So a small update: As I'd indicated before my headaches had increased especially in the morning and when I contacted my neurology nurse she recommended I start taking magnesium, I also contacted my oncology nurse and she was intrigued by the idea especially since magnesium also decreases platelet counts so I started with 250mg. My headaches did decrease intensity however they were still there, my neurology nurse suggested I take 500mg originally but I started at 250 for two weeks. A week ago I increased to 500mg and not only have my morning headaches decreased I'm also sleeping better. My oncology nurse ordered more bloodwork to check my platelets after a few weeks of being on magnesium and I'll be getting the bloodwork done in about a month (due to the initial start at 250mg and then increasing to 500mg).
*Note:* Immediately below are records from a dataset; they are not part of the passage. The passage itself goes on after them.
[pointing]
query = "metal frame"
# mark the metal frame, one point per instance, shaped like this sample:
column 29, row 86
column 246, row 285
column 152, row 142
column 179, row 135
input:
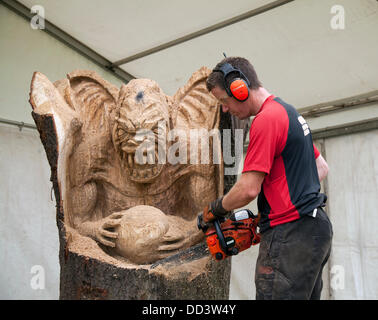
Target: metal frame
column 68, row 40
column 344, row 129
column 360, row 100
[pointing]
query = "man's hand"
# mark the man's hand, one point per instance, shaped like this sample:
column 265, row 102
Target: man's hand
column 213, row 211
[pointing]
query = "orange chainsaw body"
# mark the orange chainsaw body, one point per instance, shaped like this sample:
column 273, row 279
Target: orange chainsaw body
column 232, row 236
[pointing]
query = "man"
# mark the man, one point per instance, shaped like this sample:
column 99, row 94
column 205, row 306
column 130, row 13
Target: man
column 284, row 169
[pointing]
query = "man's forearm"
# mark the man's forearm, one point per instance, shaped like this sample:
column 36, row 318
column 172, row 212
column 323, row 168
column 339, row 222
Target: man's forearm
column 237, row 197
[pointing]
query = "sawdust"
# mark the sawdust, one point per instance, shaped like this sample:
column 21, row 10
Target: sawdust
column 188, row 270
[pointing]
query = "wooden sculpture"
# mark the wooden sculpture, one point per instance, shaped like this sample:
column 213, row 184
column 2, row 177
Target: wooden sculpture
column 129, row 176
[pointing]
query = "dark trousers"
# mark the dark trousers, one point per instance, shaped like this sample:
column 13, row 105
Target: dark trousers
column 291, row 259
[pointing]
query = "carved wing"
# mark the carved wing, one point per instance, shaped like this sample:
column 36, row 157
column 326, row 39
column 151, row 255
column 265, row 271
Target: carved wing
column 94, row 99
column 81, row 107
column 197, row 108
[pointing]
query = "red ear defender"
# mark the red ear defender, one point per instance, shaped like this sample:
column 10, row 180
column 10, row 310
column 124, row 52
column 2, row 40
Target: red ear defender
column 239, row 89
I see a lot of you on the hydroxyurea even though you're under 60 years of age and even under 50 with platelets at 600k, my hematology oncologist (the first one and now the second) did not want me to go on hydroxyurea due to my age, at 57 they both said I was "too young". My last platelets were in the 700k.
I'm hoping the magnesium is helping lower my platelets and for now I am feeling really good especially first thing in the morning with a decrease in headaches. My BP is still high which still blows my mind as I've never had a problem with my blood pressure until the last years when I started having issues with my parathyroid, etc.
(Now if I could get rid of my annoying static tinnitus!!)
Hoping 2026 brings us all better health!!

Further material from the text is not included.